Menurut BMKG, malam di Pulau Jawa terasa lebih dingin.  : Wepowergreatplacestowork Nasional

Menurut BMKG, malam di Pulau Jawa terasa lebih dingin. : Wepowergreatplacestowork Nasional

Jakarta – Ada banyak diskusi yang terjadi di berbagai daerah di Jawa Timur. udara dingin Saat malam tiba, Rabu, 7 Juli 2021. Faktanya, orang menghubungkan kondisi ini dengan fenomena aphelion. Itu benar?

Suhu udara yang dingin sebenarnya merupakan fenomena alam yang sering terjadi pada saat puncak musim kemarau (Juli-September). Saat ini, wilayah Jawa hingga NTT sedang menuju puncak musim kemarau. Periode ini ditandai dengan pergerakan angin dari timur dimulai di benua Australia.
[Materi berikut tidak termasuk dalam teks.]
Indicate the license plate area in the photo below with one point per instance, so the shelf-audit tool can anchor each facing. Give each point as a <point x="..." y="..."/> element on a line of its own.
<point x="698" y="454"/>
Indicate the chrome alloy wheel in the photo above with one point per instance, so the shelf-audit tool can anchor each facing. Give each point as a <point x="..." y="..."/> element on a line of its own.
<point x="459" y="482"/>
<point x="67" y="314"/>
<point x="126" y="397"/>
Baca juga: Sadarilah bahwa sering buang air kecil saat musim hujan bisa menjadi pertanda penyakit.

Herizal, Deputi Menteri Klimatologi Badan Meteorologi, Klimatologi, dan Geofisika (BMKG), pada Juli lalu mengatakan Australia sedang memasuki musim dingin. Pola tekanan Australia yang relatif tinggi menyebabkan terjadinya pergerakan massa udara dari Australia ke Indonesia atau yang dikenal dengan Australian Cold Monsoon.
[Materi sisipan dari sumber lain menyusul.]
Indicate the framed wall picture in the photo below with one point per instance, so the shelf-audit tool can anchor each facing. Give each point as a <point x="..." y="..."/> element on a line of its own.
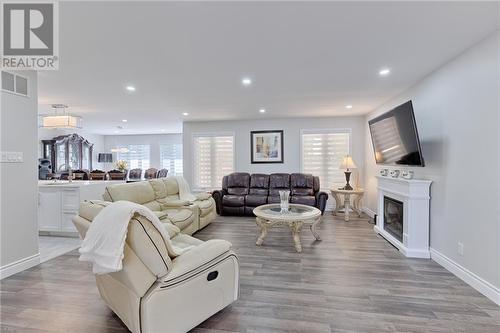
<point x="267" y="146"/>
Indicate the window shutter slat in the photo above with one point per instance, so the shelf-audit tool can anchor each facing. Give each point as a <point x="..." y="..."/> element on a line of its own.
<point x="213" y="159"/>
<point x="322" y="153"/>
<point x="138" y="156"/>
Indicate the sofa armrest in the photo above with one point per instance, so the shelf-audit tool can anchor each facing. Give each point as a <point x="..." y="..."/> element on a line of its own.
<point x="217" y="195"/>
<point x="195" y="260"/>
<point x="173" y="203"/>
<point x="202" y="196"/>
<point x="321" y="198"/>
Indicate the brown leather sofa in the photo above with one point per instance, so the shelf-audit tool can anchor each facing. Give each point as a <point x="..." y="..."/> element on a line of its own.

“Angin muson Australia adalah angin yang bertiup ke wilayah Indonesia melalui perairan Samudera Indonesia, dimana suhu muka air laut relatif rendah. Temperatur dirasakan di banyak wilayah Indonesia terutama selatan khatulistiwa (Jawa, Bali dan Nusa Tenggara). Lebih dingin lagi,” kata Herizal dalam siaran persnya, Jumat (16/7/2021).

Selain dampak angin bertiup dari Australia, berkurangnya awan dan hujan dari Pulau Jawa hingga Nusa Tenggara juga mempengaruhi dinginnya suhu malam. Ini karena, tanpa uap air dan air, energi radiasi yang dipancarkan Bumi pada malam hari tidak akan tersimpan di atmosfer.

Baca juga: Momen menegangkan yang terekam kamera, angin puting beliung menerjang rumah Minsel.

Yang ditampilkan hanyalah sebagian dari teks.